Themenbereiche

Hier finden Sie einen Überblick über die aktuell zu vergebenden Themenbereiche für Bachelor- und Masterarbeiten.

❎ Wir betreuen am Lehrstuhl für Wirtschaftsinformatik bis auf Weiteres keine externen Arbeiten mit Praxispartnern.

Bitte beachten Sie, dass wir aufgrund der hohen Nachfrage nur Themenvorschläge akzeptieren, die mit den unten ausgeschriebenen Themenbereichen inhaltlich eng verwandt sind.

Bachelorarbeiten

Comparison of k-means and DB-Scan Implementation on a dataset

In the Business Analytics Bachelor course you have learned about the k-means clustering algorithm. Explore how another clustering algorithm named DB-Scan works and apply both of them on a dataset. Compare the procedures and the performance of the two different clustering algorithms, emphasizing the strengths and weaknesses of both of them and in which case you would prefer which algorithm. Use the following datasets for your application: iris dataset (e.g. csv file from https://datahub.io/machine-learning/iris#r), gvhd or banknote dataset (both in mclust R package) and one dataset of your own choice.

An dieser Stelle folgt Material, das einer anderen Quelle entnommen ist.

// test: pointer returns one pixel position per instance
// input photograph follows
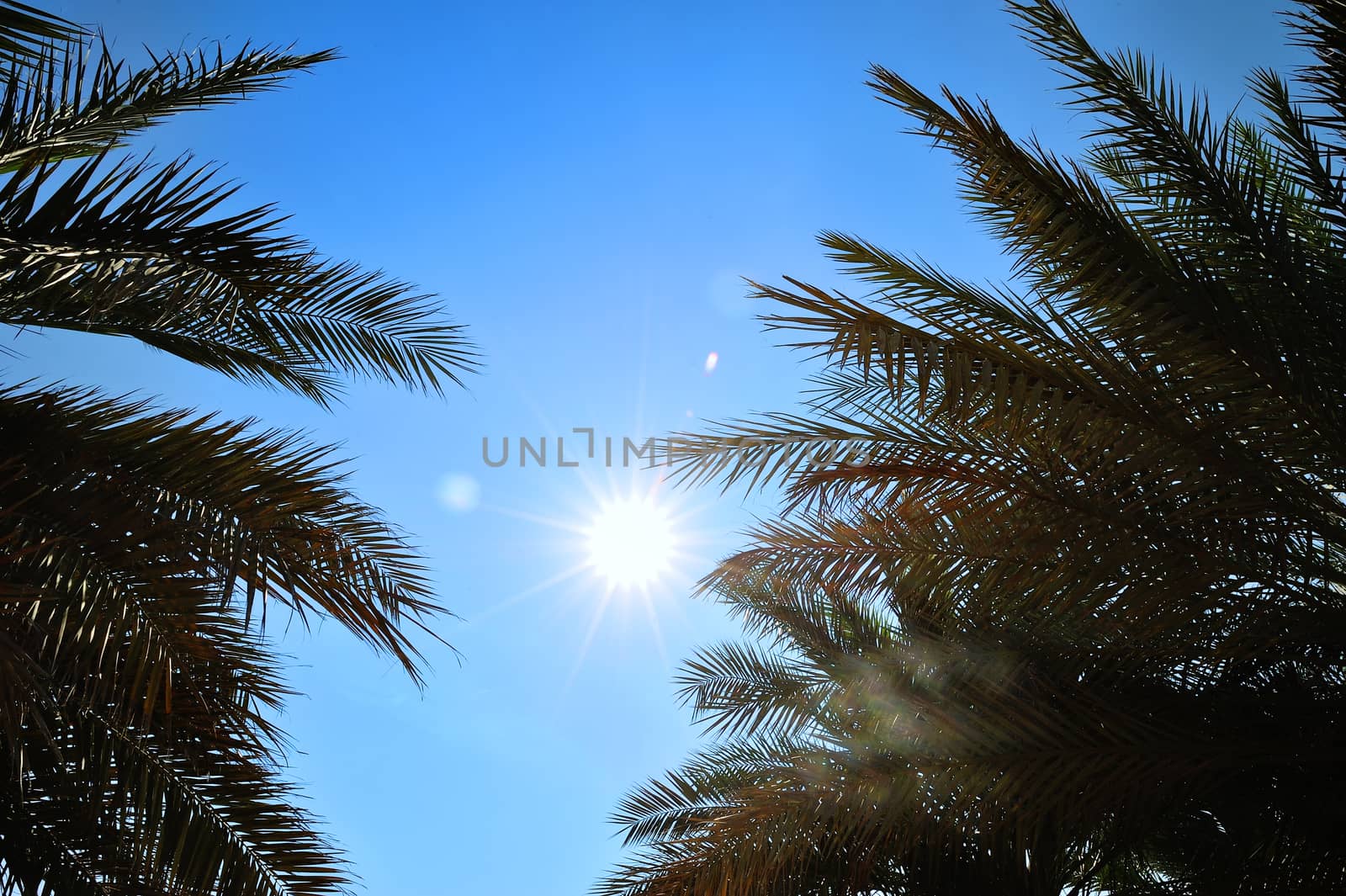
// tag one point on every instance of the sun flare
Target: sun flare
(630, 543)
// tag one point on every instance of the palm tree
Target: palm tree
(141, 548)
(1056, 603)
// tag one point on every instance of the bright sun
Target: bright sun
(630, 543)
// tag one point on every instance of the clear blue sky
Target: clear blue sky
(583, 183)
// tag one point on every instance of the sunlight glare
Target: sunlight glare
(630, 543)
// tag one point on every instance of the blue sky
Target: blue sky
(583, 183)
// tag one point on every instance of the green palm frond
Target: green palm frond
(84, 101)
(1054, 603)
(259, 517)
(27, 33)
(127, 249)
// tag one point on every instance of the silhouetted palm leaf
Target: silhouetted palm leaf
(1058, 595)
(141, 550)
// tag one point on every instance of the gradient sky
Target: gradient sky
(585, 184)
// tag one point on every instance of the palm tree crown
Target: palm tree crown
(141, 548)
(1056, 604)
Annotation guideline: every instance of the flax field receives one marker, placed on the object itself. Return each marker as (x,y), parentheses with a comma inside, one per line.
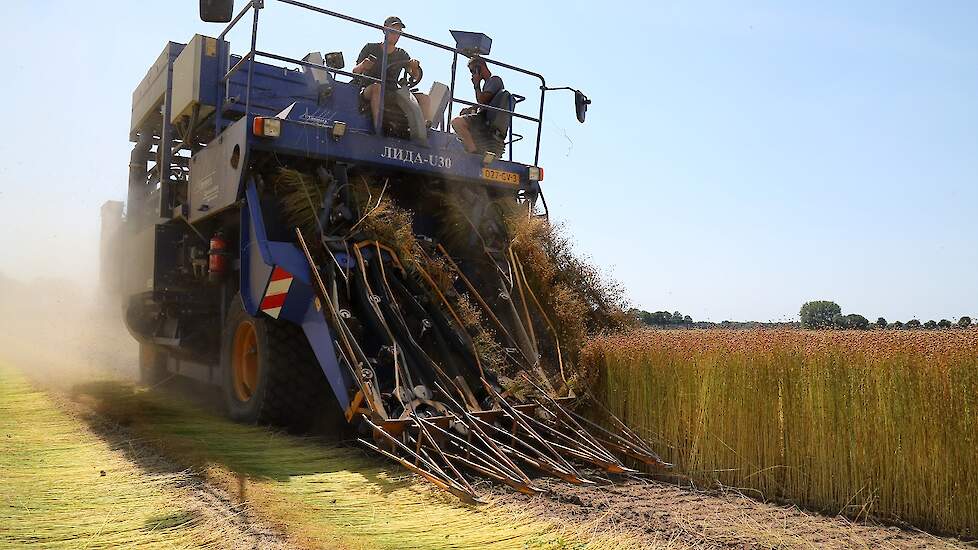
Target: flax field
(865,424)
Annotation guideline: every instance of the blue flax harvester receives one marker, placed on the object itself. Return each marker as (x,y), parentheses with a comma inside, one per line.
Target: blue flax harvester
(221,283)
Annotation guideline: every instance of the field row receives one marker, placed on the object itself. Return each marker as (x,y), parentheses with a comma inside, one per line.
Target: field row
(315,494)
(882,424)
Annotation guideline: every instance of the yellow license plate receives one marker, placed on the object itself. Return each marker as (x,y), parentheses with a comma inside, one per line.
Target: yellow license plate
(511,178)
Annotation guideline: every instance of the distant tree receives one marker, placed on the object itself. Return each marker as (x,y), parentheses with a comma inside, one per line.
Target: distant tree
(819,314)
(840,321)
(661,318)
(856,321)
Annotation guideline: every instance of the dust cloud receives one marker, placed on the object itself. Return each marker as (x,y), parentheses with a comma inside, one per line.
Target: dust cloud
(62,332)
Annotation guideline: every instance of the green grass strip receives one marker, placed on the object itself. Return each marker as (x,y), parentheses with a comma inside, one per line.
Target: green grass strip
(53,492)
(327,496)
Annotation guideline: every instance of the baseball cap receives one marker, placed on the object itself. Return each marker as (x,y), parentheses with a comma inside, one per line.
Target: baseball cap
(394,21)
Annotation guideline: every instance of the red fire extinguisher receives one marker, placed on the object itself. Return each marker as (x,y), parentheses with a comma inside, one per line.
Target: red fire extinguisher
(217,261)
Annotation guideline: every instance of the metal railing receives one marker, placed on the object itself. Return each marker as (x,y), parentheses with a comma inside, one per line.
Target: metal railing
(253,53)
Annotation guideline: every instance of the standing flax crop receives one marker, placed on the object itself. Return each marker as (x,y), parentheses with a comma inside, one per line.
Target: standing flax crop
(882,423)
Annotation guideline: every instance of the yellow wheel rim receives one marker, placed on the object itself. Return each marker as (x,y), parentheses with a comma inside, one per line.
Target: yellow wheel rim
(244,361)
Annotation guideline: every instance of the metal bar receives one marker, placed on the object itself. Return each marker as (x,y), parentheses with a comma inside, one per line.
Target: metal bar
(379,123)
(234,21)
(312,65)
(500,109)
(237,66)
(543,96)
(251,63)
(451,92)
(163,148)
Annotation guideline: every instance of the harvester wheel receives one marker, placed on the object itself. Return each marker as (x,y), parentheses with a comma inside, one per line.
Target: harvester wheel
(152,365)
(270,373)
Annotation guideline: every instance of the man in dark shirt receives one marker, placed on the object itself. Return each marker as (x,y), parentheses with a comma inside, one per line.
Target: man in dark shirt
(369,60)
(472,125)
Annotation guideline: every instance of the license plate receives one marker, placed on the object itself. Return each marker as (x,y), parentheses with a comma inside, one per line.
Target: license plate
(511,178)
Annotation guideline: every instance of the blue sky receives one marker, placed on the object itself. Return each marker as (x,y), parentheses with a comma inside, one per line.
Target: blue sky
(738,160)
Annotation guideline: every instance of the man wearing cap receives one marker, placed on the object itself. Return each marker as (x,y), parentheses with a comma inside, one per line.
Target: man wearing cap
(474,125)
(369,60)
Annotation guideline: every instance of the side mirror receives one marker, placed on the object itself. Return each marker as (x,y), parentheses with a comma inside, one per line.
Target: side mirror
(580,103)
(334,60)
(216,11)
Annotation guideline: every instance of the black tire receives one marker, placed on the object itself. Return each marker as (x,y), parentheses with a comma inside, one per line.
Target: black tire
(289,388)
(152,365)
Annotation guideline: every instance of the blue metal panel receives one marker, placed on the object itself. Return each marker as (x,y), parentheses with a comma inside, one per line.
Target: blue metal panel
(258,258)
(255,268)
(307,132)
(321,340)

Supervisor: Veronika Wachslander

Literature:

MacQueen J. B. (1967). Some Methods for classification and Analysis of Multivariate Observations. In: Proceedings of 5th Berkeley Symposium on Mathematical Statistics and Probability. Band 1. University of California Press, 281–297.

Ester M., Kriegel H., Sander J., Xu X. (1996). A Density-Based Algorithm for Discovering Clusters in Large Spatial Databases with Noise. KDD-96 Proceedings, 226-231.

Evaluation of FLUSS segmentation algorithm

The Matrix Profile algorithm ‘FLUSS’ is one of the most powerful time series segmentation algorithms and can be used to find anomalies and structural breaks in a wide variety of time series data. Unlike statistical approaches, it follows a pragmatic shape-based approach which can be understood intuitively. The goal of this thesis is to implement and evaluate the FLUSS algorithm, emphasizing its strengths and weaknesses. For the implementation of the FLUSS algorithm, use the R package ‘tsmp’. Use the following time series repository for your application: The UCR Time Series Classification Archive.

Supervisor: André Konersmann

Literature:

Yeh, C. C. M., Zhu, Y., Ulanova, L., Begum, N., Ding, Y., Dau, H. A., ... & Keogh, E. (2016, December). Matrix profile I: all pairs similarity joins for time series: a unifying view that includes motifs, discords and shapelets. In 2016 IEEE 16th international conference on data mining (ICDM) (pp. 1317-1322). IEEE.

Gharghabi, S., Ding, Y., Yeh, C. C. M., Kamgar, K., Ulanova, L., & Keogh, E. (2017). Matrix profile VIII: domain agnostic online semantic segmentation at superhuman performance levels. In 2017 IEEE international conference on data mining (ICDM) (pp. 117-126). IEEE.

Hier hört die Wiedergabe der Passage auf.